Uma RTX 4060 chega a 60 FPS em 1440p?
Não há uma garantia geral de 60 FPS em 1440p/High para a GeForce RTX 4060. Em uma execução de 90 segundos em Briar Sloughs, a placa marcou 50 FPS de média e 35 FPS no 1% low com preset High e DLSS Balanced.
Um perfil personalizado, com Shadow Quality em Low e Light Quality, Foliage Quality e Detail Quality em Medium, elevou o resultado para 62 FPS de média e 46 FPS no 1% low. Em um teste noturno com vários personagens, a mesma configuração ficou em 53 FPS de média. A cena, o preset e o modo de reconstrução fazem diferença — e bastante.
A geração de quadros levou o número exibido a 73 FPS com High, DLSS Balanced e 2x Frame Generation, partindo de uma base de 50 FPS. O recurso aumentou a sensação de fluidez, mas não equivale a renderizar 73 quadros nativos: a medição também registrou aumento de 68 para 72 ms na latência do PC.
Por que uma GPU mais rápida não elimina todos os engasgos
O problema não é apenas contar quadros por segundo.
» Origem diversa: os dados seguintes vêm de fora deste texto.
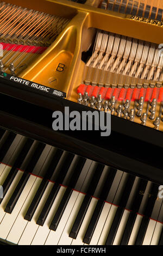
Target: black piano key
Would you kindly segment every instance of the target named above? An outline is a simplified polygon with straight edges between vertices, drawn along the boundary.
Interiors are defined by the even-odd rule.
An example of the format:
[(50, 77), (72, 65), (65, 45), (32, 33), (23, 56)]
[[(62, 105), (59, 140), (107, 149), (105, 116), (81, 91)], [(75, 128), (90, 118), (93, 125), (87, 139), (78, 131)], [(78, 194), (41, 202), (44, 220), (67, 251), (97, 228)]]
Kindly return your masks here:
[(139, 230), (139, 234), (135, 242), (136, 245), (141, 245), (143, 243), (146, 230), (149, 224), (149, 218), (148, 217), (143, 216)]
[(56, 230), (60, 219), (64, 214), (72, 191), (73, 191), (71, 187), (67, 187), (66, 188), (66, 192), (65, 192), (63, 198), (59, 204), (59, 208), (58, 208), (56, 214), (55, 214), (55, 216), (50, 224), (49, 229), (53, 231)]
[(140, 192), (145, 191), (147, 182), (148, 181), (147, 180), (141, 179), (140, 182), (139, 184), (136, 196), (133, 201), (133, 205), (130, 208), (130, 210), (133, 211), (130, 212), (129, 216), (127, 220), (125, 229), (122, 237), (120, 243), (122, 245), (128, 245), (137, 217), (136, 212), (139, 211), (143, 198), (143, 194), (141, 193), (140, 193)]
[(106, 200), (112, 181), (116, 175), (116, 171), (117, 170), (115, 169), (110, 168), (109, 172), (108, 172), (107, 176), (105, 178), (105, 182), (99, 195), (100, 200), (98, 200), (91, 221), (83, 241), (86, 243), (90, 244), (91, 242), (98, 221), (104, 205), (104, 201)]
[(2, 139), (5, 132), (5, 130), (0, 129), (0, 140)]
[(159, 242), (159, 245), (163, 245), (163, 228), (162, 229), (162, 232), (161, 233)]
[(12, 213), (12, 211), (14, 209), (14, 207), (29, 177), (29, 173), (23, 173), (6, 208), (5, 208), (4, 211), (8, 214)]
[(29, 208), (24, 218), (25, 220), (27, 220), (28, 221), (31, 221), (39, 204), (39, 202), (42, 198), (43, 194), (49, 183), (48, 180), (51, 179), (55, 169), (55, 168), (57, 167), (57, 166), (62, 153), (62, 150), (57, 149), (57, 152), (55, 153), (55, 155), (54, 156), (54, 157), (52, 159), (46, 171), (46, 174), (45, 174), (43, 180), (41, 181), (41, 183), (40, 185), (36, 194), (29, 206)]
[(8, 136), (6, 140), (1, 148), (0, 162), (2, 162), (3, 159), (4, 159), (11, 144), (12, 143), (16, 135), (17, 135), (16, 133), (14, 133), (13, 132), (10, 132), (9, 133), (9, 135)]
[(151, 17), (150, 17), (151, 19), (152, 19), (152, 20), (155, 19), (156, 11), (157, 11), (156, 7), (152, 7), (152, 12), (151, 12)]
[(120, 9), (119, 13), (125, 13), (125, 10), (126, 8), (127, 0), (123, 0), (121, 4), (121, 8)]
[(69, 236), (70, 237), (73, 238), (74, 239), (77, 238), (91, 199), (92, 197), (89, 194), (86, 194), (85, 196), (78, 215), (70, 233)]
[(123, 194), (121, 197), (120, 203), (119, 204), (119, 206), (120, 207), (119, 207), (116, 211), (115, 217), (107, 237), (105, 245), (112, 245), (114, 242), (119, 224), (121, 222), (122, 215), (124, 212), (124, 208), (126, 206), (135, 179), (135, 177), (131, 175), (129, 175), (127, 177), (127, 180), (125, 184), (125, 187), (122, 192)]
[(42, 180), (41, 183), (37, 190), (36, 193), (35, 194), (24, 217), (24, 220), (28, 221), (31, 221), (48, 183), (49, 181), (48, 180)]
[(129, 0), (126, 10), (126, 14), (130, 14), (132, 10), (133, 2), (131, 0)]
[(43, 209), (42, 210), (39, 218), (36, 222), (36, 224), (38, 225), (43, 226), (60, 188), (60, 185), (59, 184), (57, 183), (54, 184), (47, 200), (46, 200)]
[(40, 155), (41, 155), (46, 145), (42, 143), (38, 143), (36, 148), (33, 153), (33, 156), (28, 163), (27, 166), (25, 168), (25, 171), (22, 175), (20, 180), (17, 185), (9, 202), (8, 203), (4, 211), (9, 214), (11, 214), (14, 207), (24, 187), (26, 186), (30, 174), (29, 173), (32, 172), (37, 161), (39, 160)]
[(120, 243), (121, 245), (128, 245), (137, 215), (137, 214), (134, 211), (130, 213)]
[(140, 17), (143, 16), (144, 8), (145, 8), (145, 4), (142, 3), (140, 3), (140, 5), (139, 5), (137, 16), (139, 16)]
[(86, 194), (84, 198), (77, 216), (73, 223), (71, 230), (70, 231), (69, 234), (69, 236), (70, 237), (76, 239), (78, 235), (83, 221), (91, 202), (92, 199), (91, 195), (93, 194), (96, 190), (104, 168), (104, 166), (101, 164), (100, 163), (98, 163), (96, 167), (93, 178), (92, 179), (89, 187), (86, 191), (87, 194)]
[(68, 184), (67, 184), (69, 187), (66, 188), (66, 191), (64, 193), (59, 208), (58, 208), (54, 218), (51, 222), (49, 227), (50, 229), (52, 229), (54, 231), (56, 230), (72, 193), (72, 188), (75, 187), (76, 184), (80, 176), (81, 171), (84, 167), (85, 161), (85, 159), (80, 157), (80, 159), (76, 168), (74, 168), (72, 176), (70, 178)]
[(74, 157), (74, 155), (71, 153), (68, 153), (66, 159), (65, 159), (64, 163), (61, 168), (59, 175), (56, 179), (55, 183), (49, 193), (47, 200), (36, 222), (36, 223), (38, 225), (42, 226), (43, 225), (60, 187), (59, 184), (62, 184), (63, 182)]
[(151, 5), (148, 5), (148, 4), (147, 4), (146, 8), (145, 9), (145, 14), (144, 14), (145, 18), (147, 19), (149, 17), (150, 10), (151, 10)]
[(116, 11), (117, 13), (118, 12), (121, 2), (121, 0), (116, 1), (116, 2), (114, 5), (114, 9), (113, 9), (114, 11)]
[(79, 3), (79, 4), (85, 4), (86, 0), (78, 0), (77, 1), (77, 2)]
[[(20, 168), (33, 143), (33, 141), (32, 139), (28, 139), (22, 148), (21, 152), (17, 156), (16, 159), (15, 159), (13, 166), (3, 184), (3, 197), (4, 197), (7, 193), (10, 185), (18, 171), (18, 168)], [(0, 204), (3, 198), (0, 199)]]
[(157, 15), (157, 16), (156, 16), (156, 18), (157, 21), (162, 21), (162, 12), (163, 12), (162, 9), (160, 9), (159, 8), (159, 10), (158, 10), (158, 15)]
[(148, 197), (146, 208), (135, 241), (136, 245), (142, 244), (158, 192), (158, 184), (153, 183), (151, 188), (151, 196)]
[(137, 9), (138, 9), (139, 2), (134, 2), (131, 14), (133, 15), (136, 15)]
[(86, 230), (86, 233), (83, 240), (83, 242), (87, 243), (87, 245), (89, 245), (91, 242), (104, 204), (104, 201), (99, 199), (96, 206), (95, 210), (93, 212), (91, 221)]
[(112, 11), (114, 6), (114, 0), (109, 0), (109, 3), (107, 7), (107, 10)]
A análise técnica com uma configuração equipada com Ryzen 9 9950X3D e RTX 5090 registrou engasgos durante a travessia e movimentos de câmera. A mesma dificuldade também apareceu em uma máquina com RTX 4060.
Isso significa que comprar uma GPU mais potente pode elevar a média de FPS, mas não garante uma animação perfeitamente consistente. Os engasgos observados estão ligados ao ritmo de entrega dos quadros, e não apenas à capacidade bruta de renderização.
Os ajustes que mais ajudam
Os cortes mais úteis aparecem nas opções que pesam sobre sombras, iluminação, folhagem, nível de detalhe, reflexos e volumetria. O perfil personalizado que alcançou 62 FPS na RTX 4060 reduziu justamente sombras, luz, folhagem e detalhes.
A qualidade das texturas merece tratamento separado. Com as texturas no máximo, o jogo pode consumir aproximadamente 10–12 GB de VRAM. A recomendação prática é manter Ultra em GPUs com pelo menos 16 GB, usar High entre 8 e 12 GB e reduzir mais em placas com menos de 8 GB.
A volumetria é uma exceção importante: reduzir essa opção abaixo de High pode afetar a iluminação em várias áreas. O ganho de desempenho existe, mas pode custar uma parte visível da atmosfera — e este é um RPG que aposta bastante nela.
O jogo oferece Intel XeSS, AMD FSR e NVIDIA DLSS, além de geração de quadros por AMD FSR e NVIDIA DLSS. O teste também não encontrou suporte a DLSS Multi-Frame Generation. Para uma imagem mais limpa, portanto, o caminho passa por equilibrar o modo de reconstrução, a resolução interna e as opções de qualidade, em vez de esperar que um recurso experimental conserte todos os problemas de frame pacing.
O veredito técnico para quem joga no PC
Em 1440p, The Blood of Dawnwalker pede uma GPU robusta ou uma combinação de upscaling e ajustes personalizados. Em 4K nativo, até a RTX 5090 ficou abaixo de 60 FPS no Ultra. O DLSS 5 experimental pode melhorar rostos, ambientes e oclusão de ambiente em uma RTX 5080, mas o resultado de 47 FPS continua pertencendo àquela configuração modificada e não representa suporte oficial do jogo.